Willow’s not bummed about it. She’s been amazing all her life. And she knows it. She also knows that she’s getting older. She’s retired from the top of the comedian career. She’s achieved her Jokestar aspiration. And she notices now that she doesn’t feel like doing the dishes anymore. I’ll queue-up the action, she’ll collect a shoulder-high stack of dirty dishes, and then she’ll set them down on the counter, and wander to the rooftop to use the microscope. She’s had a lifetime of cleaning up for the Boughs. Now, she’s ready for a change in form and function.
But I’m not accepting that her life will end. I’m secretly hoping for a game-crash, a laptop explosion, anything to forestall the inevitable. Ok. Not really. For why make all my other Sims suffer? And I love my old Toshiba. I will be sad when it refuses to boot and I need to replace this machine that’s been with me since our TS2 days. And if any of those apocalypses happened, it would still be the end of Willow.

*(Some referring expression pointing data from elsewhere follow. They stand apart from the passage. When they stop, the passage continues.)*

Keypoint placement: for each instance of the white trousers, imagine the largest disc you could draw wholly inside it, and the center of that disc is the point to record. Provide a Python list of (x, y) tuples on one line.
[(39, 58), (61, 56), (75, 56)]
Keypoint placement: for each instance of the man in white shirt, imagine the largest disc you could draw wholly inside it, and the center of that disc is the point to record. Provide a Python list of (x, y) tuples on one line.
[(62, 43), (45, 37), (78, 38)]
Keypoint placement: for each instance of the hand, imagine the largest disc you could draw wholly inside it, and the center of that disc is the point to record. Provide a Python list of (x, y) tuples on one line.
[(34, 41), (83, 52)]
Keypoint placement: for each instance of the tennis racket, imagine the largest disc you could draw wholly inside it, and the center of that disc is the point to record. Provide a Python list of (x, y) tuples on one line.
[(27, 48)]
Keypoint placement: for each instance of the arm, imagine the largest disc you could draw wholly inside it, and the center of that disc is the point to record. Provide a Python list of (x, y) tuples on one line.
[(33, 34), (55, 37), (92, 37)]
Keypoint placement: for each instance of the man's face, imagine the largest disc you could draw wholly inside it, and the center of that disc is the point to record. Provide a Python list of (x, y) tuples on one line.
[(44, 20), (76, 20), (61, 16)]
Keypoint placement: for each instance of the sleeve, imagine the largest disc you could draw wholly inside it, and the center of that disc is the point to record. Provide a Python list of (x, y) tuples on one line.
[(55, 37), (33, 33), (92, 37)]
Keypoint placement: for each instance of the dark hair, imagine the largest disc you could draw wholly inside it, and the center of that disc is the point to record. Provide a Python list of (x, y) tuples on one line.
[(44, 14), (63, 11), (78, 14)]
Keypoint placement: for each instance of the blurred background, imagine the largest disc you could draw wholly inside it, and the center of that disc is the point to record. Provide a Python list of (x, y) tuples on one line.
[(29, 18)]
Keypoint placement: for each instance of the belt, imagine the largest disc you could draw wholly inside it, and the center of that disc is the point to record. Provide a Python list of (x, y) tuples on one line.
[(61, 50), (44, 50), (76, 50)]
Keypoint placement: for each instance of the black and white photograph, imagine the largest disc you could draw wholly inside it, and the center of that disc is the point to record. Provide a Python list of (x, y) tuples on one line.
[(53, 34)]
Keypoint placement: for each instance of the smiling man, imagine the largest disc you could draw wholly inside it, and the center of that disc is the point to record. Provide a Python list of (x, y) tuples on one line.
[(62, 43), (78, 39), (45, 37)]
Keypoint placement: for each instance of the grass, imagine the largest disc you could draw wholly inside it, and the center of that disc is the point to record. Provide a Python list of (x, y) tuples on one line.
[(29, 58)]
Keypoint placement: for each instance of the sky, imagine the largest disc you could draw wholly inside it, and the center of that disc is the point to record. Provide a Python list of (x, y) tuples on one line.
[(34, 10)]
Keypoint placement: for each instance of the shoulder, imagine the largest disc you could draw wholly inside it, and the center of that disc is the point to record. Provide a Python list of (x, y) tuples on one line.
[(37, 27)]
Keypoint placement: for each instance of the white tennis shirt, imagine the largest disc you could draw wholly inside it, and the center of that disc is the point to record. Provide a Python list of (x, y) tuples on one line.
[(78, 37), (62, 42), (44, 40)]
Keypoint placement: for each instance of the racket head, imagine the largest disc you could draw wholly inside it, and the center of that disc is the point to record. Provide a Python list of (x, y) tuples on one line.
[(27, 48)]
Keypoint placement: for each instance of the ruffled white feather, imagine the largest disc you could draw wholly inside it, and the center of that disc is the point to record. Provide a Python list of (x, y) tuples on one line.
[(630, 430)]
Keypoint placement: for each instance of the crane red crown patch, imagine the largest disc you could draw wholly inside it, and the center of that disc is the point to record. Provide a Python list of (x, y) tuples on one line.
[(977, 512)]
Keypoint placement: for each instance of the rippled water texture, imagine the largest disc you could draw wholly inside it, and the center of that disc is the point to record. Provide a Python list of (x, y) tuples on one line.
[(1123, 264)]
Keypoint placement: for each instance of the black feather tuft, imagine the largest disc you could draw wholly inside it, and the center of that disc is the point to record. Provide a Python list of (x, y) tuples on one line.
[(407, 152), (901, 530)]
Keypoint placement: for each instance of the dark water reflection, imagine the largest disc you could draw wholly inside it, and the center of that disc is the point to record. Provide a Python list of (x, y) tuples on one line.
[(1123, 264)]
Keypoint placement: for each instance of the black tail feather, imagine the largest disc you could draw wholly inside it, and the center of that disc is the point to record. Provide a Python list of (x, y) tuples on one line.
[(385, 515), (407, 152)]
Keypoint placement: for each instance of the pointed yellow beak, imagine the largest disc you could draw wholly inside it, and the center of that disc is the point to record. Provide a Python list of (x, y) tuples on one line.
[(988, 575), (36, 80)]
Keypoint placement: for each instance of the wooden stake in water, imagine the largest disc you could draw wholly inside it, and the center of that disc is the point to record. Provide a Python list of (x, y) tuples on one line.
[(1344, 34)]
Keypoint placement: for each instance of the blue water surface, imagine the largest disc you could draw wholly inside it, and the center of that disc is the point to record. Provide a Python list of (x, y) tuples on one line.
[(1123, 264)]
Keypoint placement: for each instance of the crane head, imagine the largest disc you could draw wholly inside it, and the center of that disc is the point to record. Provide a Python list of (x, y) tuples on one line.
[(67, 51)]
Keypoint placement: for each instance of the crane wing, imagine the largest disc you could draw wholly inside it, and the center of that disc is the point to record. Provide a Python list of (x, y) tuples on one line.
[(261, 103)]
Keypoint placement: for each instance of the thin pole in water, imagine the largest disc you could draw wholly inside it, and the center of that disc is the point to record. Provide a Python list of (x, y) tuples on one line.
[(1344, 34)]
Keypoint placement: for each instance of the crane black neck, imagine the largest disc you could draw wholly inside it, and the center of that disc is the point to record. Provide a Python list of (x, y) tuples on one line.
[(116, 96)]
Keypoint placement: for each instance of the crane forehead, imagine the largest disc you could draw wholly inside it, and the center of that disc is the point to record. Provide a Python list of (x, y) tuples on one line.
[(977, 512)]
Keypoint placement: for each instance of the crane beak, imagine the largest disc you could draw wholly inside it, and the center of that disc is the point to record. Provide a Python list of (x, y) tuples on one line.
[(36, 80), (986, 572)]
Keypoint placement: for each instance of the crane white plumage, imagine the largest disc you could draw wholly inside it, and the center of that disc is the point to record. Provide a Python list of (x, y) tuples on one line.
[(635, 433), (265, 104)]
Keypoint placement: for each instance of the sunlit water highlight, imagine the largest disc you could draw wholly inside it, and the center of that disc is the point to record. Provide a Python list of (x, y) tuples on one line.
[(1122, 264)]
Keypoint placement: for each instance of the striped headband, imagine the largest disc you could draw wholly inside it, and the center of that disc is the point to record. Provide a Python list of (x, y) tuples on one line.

It’s just that–every now and then, you get a Sim who defines the game for you. Cedar did that for me. Acacia did that. Palo Verde did that. And Willow. Willow is to me everything perfect. She’s the number one–whole, integral, that out of which all else is possible. I can’t imagine the game without her. Can I just stop the legacy now?
Meanwhile, Poplar fascinates me. Her traits certainly don’t offer any inherent charms: hot-headed and mean. And yet, there’s something about her that is so appealing.
She’s got these eyebrows.
She’s one of those camera-aware Sims, and she’ll look right at me, through the screen, just daring me.
Poplar has rolled the wish to be friends with Blue Skullhead, whose real name is Tyson Lyman, or something like that. Being the romantic storyteller that I am, I’m thinking maybe when Poplar ages up, which won’t be too long from now, she will want to get together with Blue. I’ve always wanted to have him in the family. Time will tell if she agrees with my fairy tale or if she’s just adding to her limited friend list.
Aspen, in her own quietly self-directed way, has been promoted at work, no longer a cheer-leader, but now an athlete for whom the leaders cheer. With her life falling into place professionally and personally, she’s been thinking a lot.
She rolled a whim to put into motion everything she’s been thinking about.
She wants to marry Mailman No. 2.
Aspen proposed in true Aspen-style.
They both seem so ready for whatever comes next. It suddenly makes me feel very old to see the two of them, so very young, about to embark on their lives.
After the proposal, Aspen went to bed. She’d had a long, full day, and there was another game tomorrow.
Niko hung out in the kitchen that was starting to feel like home to him.
The ghost of Aspen’s father, Ironwood Bough, assured us that he knows about these developments in his family, and he approves. The digital life may not be a fairy tale–it may just be something even better: a semblance of life and family and love.